View unanswered posts | View active topics It is currently Thu Mar 28, 2024 8:05 am



Reply to topic  [ 138 posts ]  Go to page 1, 2, 3, 4, 5 ... 10  Next
 FISA64 - 
Author Message

Joined: Sat Feb 02, 2013 9:40 am
Posts: 2095
Location: Canada
I started a new 64-bit FPGA RISC processor project called FISA64. It is being written in Verilog.

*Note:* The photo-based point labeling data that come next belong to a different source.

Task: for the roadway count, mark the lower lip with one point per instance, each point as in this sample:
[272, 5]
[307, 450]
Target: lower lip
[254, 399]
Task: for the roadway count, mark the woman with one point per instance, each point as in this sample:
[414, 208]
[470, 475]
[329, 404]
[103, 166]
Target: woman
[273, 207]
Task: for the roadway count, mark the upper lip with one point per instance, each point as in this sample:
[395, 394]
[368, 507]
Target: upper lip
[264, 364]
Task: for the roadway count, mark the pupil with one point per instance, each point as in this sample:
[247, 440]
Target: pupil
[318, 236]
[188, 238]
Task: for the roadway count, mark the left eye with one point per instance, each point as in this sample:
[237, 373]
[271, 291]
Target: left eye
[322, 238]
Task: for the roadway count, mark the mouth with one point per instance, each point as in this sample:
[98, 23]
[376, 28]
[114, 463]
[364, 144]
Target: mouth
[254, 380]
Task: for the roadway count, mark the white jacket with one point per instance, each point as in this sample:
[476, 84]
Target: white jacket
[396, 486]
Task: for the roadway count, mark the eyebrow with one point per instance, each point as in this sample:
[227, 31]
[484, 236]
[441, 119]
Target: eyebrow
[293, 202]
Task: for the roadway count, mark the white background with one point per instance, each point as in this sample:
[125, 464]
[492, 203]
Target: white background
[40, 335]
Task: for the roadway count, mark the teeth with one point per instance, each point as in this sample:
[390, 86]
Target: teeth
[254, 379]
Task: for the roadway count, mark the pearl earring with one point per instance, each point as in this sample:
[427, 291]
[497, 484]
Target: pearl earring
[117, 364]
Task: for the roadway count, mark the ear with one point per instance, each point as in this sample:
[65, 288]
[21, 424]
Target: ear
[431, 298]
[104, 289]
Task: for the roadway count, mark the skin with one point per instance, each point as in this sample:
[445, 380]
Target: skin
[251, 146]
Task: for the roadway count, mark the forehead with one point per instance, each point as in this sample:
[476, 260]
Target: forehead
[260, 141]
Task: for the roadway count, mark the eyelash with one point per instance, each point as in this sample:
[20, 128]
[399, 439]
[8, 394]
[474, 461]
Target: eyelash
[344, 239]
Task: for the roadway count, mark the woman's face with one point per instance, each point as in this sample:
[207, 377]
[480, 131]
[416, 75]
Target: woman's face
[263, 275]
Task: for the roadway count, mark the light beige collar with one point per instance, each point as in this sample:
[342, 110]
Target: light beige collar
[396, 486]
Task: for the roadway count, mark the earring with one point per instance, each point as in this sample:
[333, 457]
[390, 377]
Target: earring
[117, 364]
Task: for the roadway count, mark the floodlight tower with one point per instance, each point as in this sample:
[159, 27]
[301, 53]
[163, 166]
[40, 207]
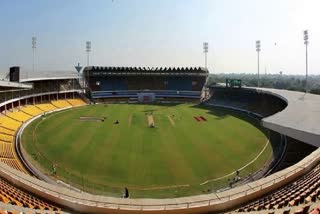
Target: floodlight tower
[34, 44]
[205, 51]
[88, 50]
[258, 48]
[306, 42]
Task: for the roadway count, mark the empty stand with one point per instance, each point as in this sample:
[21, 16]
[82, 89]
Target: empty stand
[11, 195]
[304, 190]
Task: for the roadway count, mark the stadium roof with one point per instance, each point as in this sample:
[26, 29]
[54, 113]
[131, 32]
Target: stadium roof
[8, 84]
[102, 71]
[47, 75]
[300, 119]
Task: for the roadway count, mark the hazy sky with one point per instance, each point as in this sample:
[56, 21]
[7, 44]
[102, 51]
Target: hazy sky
[161, 33]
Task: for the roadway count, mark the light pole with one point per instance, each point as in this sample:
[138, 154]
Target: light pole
[88, 50]
[34, 43]
[306, 42]
[205, 51]
[258, 48]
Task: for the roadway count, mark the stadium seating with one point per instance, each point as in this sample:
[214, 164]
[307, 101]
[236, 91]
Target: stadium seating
[304, 190]
[61, 103]
[9, 124]
[11, 195]
[19, 116]
[32, 110]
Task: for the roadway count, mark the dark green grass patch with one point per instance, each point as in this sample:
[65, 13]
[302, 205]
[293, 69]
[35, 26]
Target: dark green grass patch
[166, 161]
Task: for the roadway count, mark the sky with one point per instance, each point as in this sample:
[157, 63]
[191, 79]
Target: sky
[157, 33]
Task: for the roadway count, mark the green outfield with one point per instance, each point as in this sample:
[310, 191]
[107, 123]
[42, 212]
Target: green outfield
[180, 156]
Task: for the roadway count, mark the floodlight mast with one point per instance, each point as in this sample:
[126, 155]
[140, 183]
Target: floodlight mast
[88, 50]
[306, 42]
[258, 49]
[205, 51]
[34, 44]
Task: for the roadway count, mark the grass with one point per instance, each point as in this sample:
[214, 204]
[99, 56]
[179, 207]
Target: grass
[103, 158]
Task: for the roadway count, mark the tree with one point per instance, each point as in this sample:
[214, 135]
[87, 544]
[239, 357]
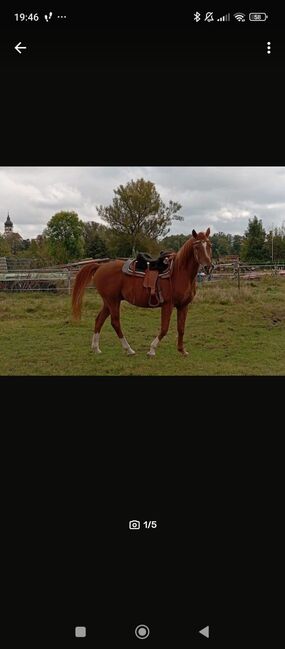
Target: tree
[253, 247]
[173, 242]
[276, 248]
[138, 212]
[95, 240]
[236, 244]
[221, 244]
[64, 233]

5 stage overlapped pipeline with multi-cycle memory ops. (IF - ifetch, RF - regfetch, EX/MEM - execute memory, WB - writeback, TL - tail)
64 x 64 bit regs
1 address mode (scaled indexed with optional post increment/decrement)
40 bit instructions

_________________
Robert Finch http://www.finitron.ca


Fri Dec 26, 2014 6:46 am
Profile WWW

Joined: Sat Feb 02, 2013 9:40 am
Posts: 2095
Location: Canada
Attachment:
File comment: FISA64 - Pipeline diagram
FISA64 Pipeline.gif
FISA64 Pipeline.gif [ 54.34 KiB | Viewed 13632 times ]

_________________
Robert Finch http://www.finitron.ca


Fri Dec 26, 2014 6:49 am
Profile WWW

Joined: Sat Feb 02, 2013 9:40 am
Posts: 2095
Location: Canada
Attachment:
File comment: FISA64 - ISA
FISA64b.pdf [163.8 KiB]
Downloaded 609 times

A copy of the ISA starting out.

_________________
Robert Finch http://www.finitron.ca


Fri Dec 26, 2014 6:53 am
Profile WWW

Joined: Wed Jan 09, 2013 6:54 pm
Posts: 1780
I'll follow this with interest!


Fri Dec 26, 2014 10:37 am
Profile

Joined: Sat Feb 02, 2013 9:40 am
Posts: 2095
Location: Canada
I think I’ve figured out how to do an address increment / decrement during a load / store instruction without requiring two register write ports. One might think that two register ports are required one each for both the memory data and the register update. However both updates don’t have to take place at the same time. Part of the secret is an extra stage after write-back. The incremented address is fed to the write-back stage first where the memory result would go, if the memory op was complete. Then the write-back stage is advanced once, so the address update ends up in the TL stage. The TL stage allows bypassing for the address update to subsequent instructions.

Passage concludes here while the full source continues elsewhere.